American Eagle Outfitters Reports Third Quarter Results
American Eagle Outfitters Reports Third Quarter Results PITTSBURGH--(BUSINESS WIRE)--Nov. 24, 2009-- American Eagle Outfitters, Inc. (NYSE: AEO) today announced that earnings for the third quarter ended October 31, 2009 were $0.28 per diluted share. Third quarter non-GAAP earnings were $0.21 per diluted share, which excludes a tax benefit of approximately $0.07 per diluted share associated with the repatriation of earnings from Canada. This compares to non-GAAP earnings of $0.30 per diluted share last year, which excluded a $0.09 per diluted share other-than-temporary impairment charge related to auction rate securities.

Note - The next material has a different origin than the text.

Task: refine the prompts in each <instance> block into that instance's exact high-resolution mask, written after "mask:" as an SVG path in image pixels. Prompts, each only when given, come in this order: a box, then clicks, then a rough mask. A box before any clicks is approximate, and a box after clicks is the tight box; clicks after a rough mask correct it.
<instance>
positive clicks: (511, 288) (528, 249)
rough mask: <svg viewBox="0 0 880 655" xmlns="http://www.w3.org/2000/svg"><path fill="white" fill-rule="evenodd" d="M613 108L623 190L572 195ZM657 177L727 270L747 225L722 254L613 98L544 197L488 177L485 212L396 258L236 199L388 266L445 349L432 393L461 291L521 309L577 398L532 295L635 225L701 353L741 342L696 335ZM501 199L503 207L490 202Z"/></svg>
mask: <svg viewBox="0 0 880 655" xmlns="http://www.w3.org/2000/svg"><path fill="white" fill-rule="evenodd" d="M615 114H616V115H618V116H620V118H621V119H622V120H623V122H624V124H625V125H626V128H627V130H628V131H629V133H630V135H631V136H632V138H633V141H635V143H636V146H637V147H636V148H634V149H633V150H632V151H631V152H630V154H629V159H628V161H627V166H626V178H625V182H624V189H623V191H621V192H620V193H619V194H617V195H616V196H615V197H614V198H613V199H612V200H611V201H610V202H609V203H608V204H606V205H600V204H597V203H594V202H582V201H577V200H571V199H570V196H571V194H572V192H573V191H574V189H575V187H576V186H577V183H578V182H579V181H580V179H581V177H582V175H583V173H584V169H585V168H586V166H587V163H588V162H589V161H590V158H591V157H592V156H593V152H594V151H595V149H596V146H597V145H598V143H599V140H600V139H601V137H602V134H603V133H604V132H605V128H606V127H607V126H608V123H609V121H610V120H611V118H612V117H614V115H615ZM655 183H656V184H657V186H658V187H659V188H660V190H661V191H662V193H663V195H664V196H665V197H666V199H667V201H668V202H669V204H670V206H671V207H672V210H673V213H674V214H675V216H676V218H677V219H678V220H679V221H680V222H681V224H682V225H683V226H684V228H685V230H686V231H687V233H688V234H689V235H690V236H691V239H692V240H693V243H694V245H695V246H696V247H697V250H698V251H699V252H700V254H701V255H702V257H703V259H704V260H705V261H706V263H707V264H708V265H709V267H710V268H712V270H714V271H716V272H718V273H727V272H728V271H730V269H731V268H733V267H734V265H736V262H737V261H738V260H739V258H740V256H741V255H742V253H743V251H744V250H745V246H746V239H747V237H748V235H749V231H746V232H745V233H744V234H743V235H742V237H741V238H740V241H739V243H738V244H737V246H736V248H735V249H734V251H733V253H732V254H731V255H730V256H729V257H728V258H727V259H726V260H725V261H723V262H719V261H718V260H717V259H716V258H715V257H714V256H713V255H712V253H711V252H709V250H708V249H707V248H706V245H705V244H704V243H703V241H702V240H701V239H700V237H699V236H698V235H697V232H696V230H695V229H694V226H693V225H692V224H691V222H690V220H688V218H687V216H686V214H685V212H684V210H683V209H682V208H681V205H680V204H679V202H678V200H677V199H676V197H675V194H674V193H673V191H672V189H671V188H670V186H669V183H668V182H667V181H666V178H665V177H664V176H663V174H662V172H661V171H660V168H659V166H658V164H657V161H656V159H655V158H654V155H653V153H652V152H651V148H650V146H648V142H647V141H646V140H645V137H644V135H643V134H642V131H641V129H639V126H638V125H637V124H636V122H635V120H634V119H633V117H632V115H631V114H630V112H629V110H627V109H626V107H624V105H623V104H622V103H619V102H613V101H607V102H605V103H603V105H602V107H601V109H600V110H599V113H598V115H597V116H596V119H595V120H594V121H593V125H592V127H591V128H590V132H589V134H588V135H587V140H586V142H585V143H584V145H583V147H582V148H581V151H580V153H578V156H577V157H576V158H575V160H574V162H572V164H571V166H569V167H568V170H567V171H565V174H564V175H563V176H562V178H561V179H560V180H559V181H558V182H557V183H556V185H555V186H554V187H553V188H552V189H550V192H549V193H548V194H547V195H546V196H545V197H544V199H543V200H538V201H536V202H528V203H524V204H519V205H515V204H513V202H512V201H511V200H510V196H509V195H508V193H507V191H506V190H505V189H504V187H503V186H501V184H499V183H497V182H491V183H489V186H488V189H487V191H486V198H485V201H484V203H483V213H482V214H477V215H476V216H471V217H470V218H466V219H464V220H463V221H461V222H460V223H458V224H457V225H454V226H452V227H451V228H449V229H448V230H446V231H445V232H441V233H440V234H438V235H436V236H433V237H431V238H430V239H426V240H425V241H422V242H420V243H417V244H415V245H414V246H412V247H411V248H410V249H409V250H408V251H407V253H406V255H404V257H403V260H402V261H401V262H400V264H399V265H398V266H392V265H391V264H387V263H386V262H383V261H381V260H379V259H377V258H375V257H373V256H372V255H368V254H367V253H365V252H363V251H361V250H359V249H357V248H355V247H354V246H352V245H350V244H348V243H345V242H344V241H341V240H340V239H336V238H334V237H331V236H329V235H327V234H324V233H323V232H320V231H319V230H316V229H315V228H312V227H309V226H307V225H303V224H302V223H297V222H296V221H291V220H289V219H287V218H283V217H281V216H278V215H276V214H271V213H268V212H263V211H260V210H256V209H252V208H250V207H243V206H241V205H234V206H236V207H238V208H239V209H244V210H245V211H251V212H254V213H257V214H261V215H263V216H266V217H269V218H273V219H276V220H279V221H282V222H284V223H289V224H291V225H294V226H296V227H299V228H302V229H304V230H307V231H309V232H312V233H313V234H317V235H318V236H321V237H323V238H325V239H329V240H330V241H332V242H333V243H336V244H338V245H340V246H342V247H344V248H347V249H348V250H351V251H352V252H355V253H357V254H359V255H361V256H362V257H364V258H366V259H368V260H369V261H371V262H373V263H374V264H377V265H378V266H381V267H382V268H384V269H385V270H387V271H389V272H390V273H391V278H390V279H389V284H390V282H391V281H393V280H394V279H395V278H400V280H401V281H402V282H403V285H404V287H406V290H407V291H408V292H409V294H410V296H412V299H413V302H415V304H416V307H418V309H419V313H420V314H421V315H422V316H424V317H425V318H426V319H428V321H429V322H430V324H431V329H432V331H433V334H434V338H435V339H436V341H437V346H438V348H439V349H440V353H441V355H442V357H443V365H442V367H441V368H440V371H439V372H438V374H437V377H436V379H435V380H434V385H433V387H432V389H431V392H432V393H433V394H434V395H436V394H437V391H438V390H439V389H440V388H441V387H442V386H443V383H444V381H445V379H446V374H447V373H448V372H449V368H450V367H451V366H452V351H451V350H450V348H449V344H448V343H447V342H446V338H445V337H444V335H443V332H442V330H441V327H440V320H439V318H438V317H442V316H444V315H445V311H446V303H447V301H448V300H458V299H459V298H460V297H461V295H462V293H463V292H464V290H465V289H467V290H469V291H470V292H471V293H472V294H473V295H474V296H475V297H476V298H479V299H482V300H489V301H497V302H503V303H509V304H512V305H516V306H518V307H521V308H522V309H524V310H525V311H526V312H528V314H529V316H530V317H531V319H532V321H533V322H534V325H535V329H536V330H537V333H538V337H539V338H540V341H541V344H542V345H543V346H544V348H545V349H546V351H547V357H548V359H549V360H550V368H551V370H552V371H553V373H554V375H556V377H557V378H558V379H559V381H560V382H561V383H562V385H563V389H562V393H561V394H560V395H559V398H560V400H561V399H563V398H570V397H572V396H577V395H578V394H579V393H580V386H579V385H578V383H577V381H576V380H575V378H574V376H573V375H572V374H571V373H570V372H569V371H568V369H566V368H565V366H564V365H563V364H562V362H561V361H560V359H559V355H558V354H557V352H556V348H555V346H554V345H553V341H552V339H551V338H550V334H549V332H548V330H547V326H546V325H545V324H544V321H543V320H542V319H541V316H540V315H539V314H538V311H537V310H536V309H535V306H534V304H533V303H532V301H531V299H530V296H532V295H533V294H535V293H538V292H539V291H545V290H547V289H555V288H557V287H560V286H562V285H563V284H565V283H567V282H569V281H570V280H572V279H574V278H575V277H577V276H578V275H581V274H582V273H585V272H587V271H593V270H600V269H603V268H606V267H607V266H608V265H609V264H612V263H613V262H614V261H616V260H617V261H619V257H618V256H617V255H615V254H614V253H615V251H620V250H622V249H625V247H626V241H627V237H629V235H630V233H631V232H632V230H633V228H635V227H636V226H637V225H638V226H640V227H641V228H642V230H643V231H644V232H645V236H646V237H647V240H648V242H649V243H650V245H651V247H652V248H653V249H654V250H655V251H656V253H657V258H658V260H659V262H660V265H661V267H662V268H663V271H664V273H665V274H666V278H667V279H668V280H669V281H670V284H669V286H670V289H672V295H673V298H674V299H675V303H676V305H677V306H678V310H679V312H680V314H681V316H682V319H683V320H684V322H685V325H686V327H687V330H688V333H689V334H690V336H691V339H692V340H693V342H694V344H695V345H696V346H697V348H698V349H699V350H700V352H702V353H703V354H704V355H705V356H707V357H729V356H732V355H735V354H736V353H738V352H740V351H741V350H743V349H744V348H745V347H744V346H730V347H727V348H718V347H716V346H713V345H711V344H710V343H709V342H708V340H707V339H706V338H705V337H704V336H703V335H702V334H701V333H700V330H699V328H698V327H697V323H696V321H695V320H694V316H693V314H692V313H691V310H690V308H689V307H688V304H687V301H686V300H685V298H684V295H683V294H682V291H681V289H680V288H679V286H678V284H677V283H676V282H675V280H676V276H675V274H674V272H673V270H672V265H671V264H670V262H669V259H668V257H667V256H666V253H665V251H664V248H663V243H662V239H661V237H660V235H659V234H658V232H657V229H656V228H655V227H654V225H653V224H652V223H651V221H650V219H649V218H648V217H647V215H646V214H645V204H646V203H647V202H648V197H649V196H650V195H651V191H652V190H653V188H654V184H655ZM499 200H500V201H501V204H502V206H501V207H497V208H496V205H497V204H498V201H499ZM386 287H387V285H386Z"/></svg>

“Although earnings results remain below our standards, American Eagle Outfitters continued to gain ground during the third quarter,” said Jim O’Donnell, chief executive officer. “The AE brand showed improvement across key merchandise categories. Additionally, aerie and Martin+Osa achieved strong top line growth. We are focused on building upon our successes and maintaining momentum across all brands. Our strong emphasis on offering superior value and quality at affordable prices will enable us to compete effectively and gain market share. I am confident that we are poised for a continued recovery in 2010 as we drive forward with creativity, vision and discipline.”
Third Quarter Results
Total sales for the third quarter ended October 31, 2009 decreased 1% to $749 million, compared to $754 million for the third quarter ended November 1, 2008. Comparable store sales decreased 4% for the third quarter compared to a 7% decline for the same period last year.
Gross profit for the third quarter was $300 million, or 40.1% as a rate to sales, compared to $309 million, or 41.0% as a rate to sales last year. Controlled markdown activity led to a higher merchandise margin, which increased 20 basis points. The gross margin decline of 90 basis points was primarily due to higher rent as a percent to sales, reflecting new store growth and the negative comparable store sales.
Selling, general and administrative expense of $193 million increased 6% from $182 million last year. The increase related to store payroll costs associated with new stores and the accrual of incentive compensation, which was not incurred last year. Cost control initiatives remain a priority and have resulted in savings in the areas of advertising and travel, which leveraged in the quarter. As a rate to sales, SG&A increased to 25.8% from 24.1% last year.
Operating income for the quarter was $70 million, compared to $95 million last year. The operating margin was 9.4% compared to 12.6% last year.
AEO Direct, which includes ae.com, aerie.com, martinandosa.com, and 77kids.com, is an important area of growth and profitability. In the third quarter, sales increased 10%, driven primarily by increased traffic and higher conversion.
During the third quarter, the company opened five aerie stores. The company also closed two AE stores, and completed the renovation of seven AE stores during the quarter. The company closed nine stores through the first three quarters of the year, and expects to close an additional 10 to 20 during the fourth quarter. For the year, the company is planning approximately eight new and 25 remodeled AE stores, and 21 new aerie stores.
Capital expenditures were $33 million compared to $69 million in the third quarter of last year. The company expects 2009 capital expenditures to be in the range of $120 to $130 million. Of this amount, approximately one half relates to new and remodeled stores, including a flagship store in Times Square. The remaining half relates to the completion of the current distribution center and headquarters projects, as well as information technology initiatives.
Total merchandise inventory at the end of the third quarter was $425 million, compared to $422 million last year, a 1% increase. The increase was the result of new stores and the growth in AEO Direct. Inventory related to retail stores at cost per foot decreased 3%. Looking ahead, fourth quarter average weekly inventory at cost per foot is planned to increase in the mid single digits, driven by investments in AE denim. Excluding denim, inventory is planned flat at cost per foot.
Cash and Cash Equivalents, Short-term and Long-term Investments
During the quarter, the company generated positive cash flow from operations. Additionally, the company had redemptions of auction rate securities at par totaling $27 million, and reduced demand line borrowings by $25 million during the quarter. The company ended the third quarter with total cash and cash equivalents, short-term and long-term investments of $719 million. This included $206 million of investments in auction rate securities, net of impairment.
Through the first three weeks of November, consolidated comparable store sales declined 5%. Due to the importance of Thanksgiving weekend, the company will provide fourth quarter earnings guidance on Thursday, December 3, along with its November sales announcement.